Imagine this scenario. You’re sitting in the audience at the Pickard Theater on the Bowdoin College campus. You haven’t experienced the thrill of live theater for almost a year and a half. Stars from past Maine State Musical Theatre shows stand right behind the curtain, like race horses at the starting gate. They’re as thrilled to be back on stage, doing what they love to do, as you are to be in the audience. The curtain comes up and…they’re off!

Welcome to “Stars of MSMT-I” (which runs from July 28-August 1) or Stars of MSMT-II (which runs from August 4-8). Each spectacular concert will showcase four stars selected by Curt Dale Clark, MSMT Artistic Director.

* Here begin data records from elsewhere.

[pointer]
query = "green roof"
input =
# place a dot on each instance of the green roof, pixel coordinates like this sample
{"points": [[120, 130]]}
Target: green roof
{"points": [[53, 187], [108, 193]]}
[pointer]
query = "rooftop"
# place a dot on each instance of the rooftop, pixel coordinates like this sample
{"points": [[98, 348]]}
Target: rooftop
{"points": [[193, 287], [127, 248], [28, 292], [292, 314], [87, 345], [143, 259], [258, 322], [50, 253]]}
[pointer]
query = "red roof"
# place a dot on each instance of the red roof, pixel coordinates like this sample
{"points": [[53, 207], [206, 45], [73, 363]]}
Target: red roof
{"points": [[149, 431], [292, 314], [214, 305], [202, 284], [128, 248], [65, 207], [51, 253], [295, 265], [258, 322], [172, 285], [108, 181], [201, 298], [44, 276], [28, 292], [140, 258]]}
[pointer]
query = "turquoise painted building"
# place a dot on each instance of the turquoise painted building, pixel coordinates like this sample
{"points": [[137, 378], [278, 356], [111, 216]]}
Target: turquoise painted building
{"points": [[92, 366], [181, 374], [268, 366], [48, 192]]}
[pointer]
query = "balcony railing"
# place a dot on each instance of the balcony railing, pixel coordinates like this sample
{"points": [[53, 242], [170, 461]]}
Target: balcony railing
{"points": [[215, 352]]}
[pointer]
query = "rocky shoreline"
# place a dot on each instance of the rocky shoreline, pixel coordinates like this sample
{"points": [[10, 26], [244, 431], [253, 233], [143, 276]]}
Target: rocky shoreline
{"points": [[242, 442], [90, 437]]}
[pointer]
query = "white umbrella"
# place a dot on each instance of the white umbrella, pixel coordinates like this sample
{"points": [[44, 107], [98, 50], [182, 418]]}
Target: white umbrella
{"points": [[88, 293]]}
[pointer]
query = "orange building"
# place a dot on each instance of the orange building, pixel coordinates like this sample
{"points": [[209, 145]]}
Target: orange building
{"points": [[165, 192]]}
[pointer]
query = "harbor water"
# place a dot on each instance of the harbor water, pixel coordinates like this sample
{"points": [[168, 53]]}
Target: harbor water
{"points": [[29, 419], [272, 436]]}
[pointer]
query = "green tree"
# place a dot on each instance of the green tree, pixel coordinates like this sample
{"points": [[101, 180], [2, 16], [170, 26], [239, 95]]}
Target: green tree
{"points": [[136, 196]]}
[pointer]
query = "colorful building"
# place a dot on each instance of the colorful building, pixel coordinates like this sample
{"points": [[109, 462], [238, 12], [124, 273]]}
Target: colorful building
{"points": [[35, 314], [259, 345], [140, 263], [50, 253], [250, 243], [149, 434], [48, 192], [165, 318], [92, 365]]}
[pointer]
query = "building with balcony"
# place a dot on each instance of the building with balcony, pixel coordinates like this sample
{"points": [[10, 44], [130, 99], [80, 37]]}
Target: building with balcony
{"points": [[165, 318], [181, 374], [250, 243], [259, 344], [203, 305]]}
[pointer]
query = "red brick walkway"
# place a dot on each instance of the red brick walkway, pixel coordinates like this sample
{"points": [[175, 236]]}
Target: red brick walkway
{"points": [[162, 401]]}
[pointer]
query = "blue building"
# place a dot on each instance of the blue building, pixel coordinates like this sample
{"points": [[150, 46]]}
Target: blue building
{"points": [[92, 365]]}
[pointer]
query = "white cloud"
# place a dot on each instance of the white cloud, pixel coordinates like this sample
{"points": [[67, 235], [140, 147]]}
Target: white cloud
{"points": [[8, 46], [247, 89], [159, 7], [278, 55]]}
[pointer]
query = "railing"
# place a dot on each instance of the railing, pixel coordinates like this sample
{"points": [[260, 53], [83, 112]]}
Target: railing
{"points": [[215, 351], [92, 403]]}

They will sing some of their favorite songs from past shows and share stories about their lives in theater as well as their deep affection for MSMT and the town of Brunswick.

Stars of MSMT-I will feature Charis Leos, Lauren Blackman, Robert Creighton and Kingsley Leggs. Stars of MSMT-II will feature Felicia P. Fields, Heidi Kettenring, David Girolmo and Gregg Goodbord.

“These shows are a gift to our faithful supporters,” says Clark, “the people in Midcoast Maine who have kept us propped up during the pandemic.” Clark says that his mother Kaye speaks for many when she says, “This disease has stolen a year from my life.”

Clark directed and choreographed the shows (remotely) in advance, but he admits that, “These people are superstars; they don’t need to be told what to do.” The stories will be interspersed with a mix of songs – some happy, some sad; some belt-it out numbers, some haunting ballads.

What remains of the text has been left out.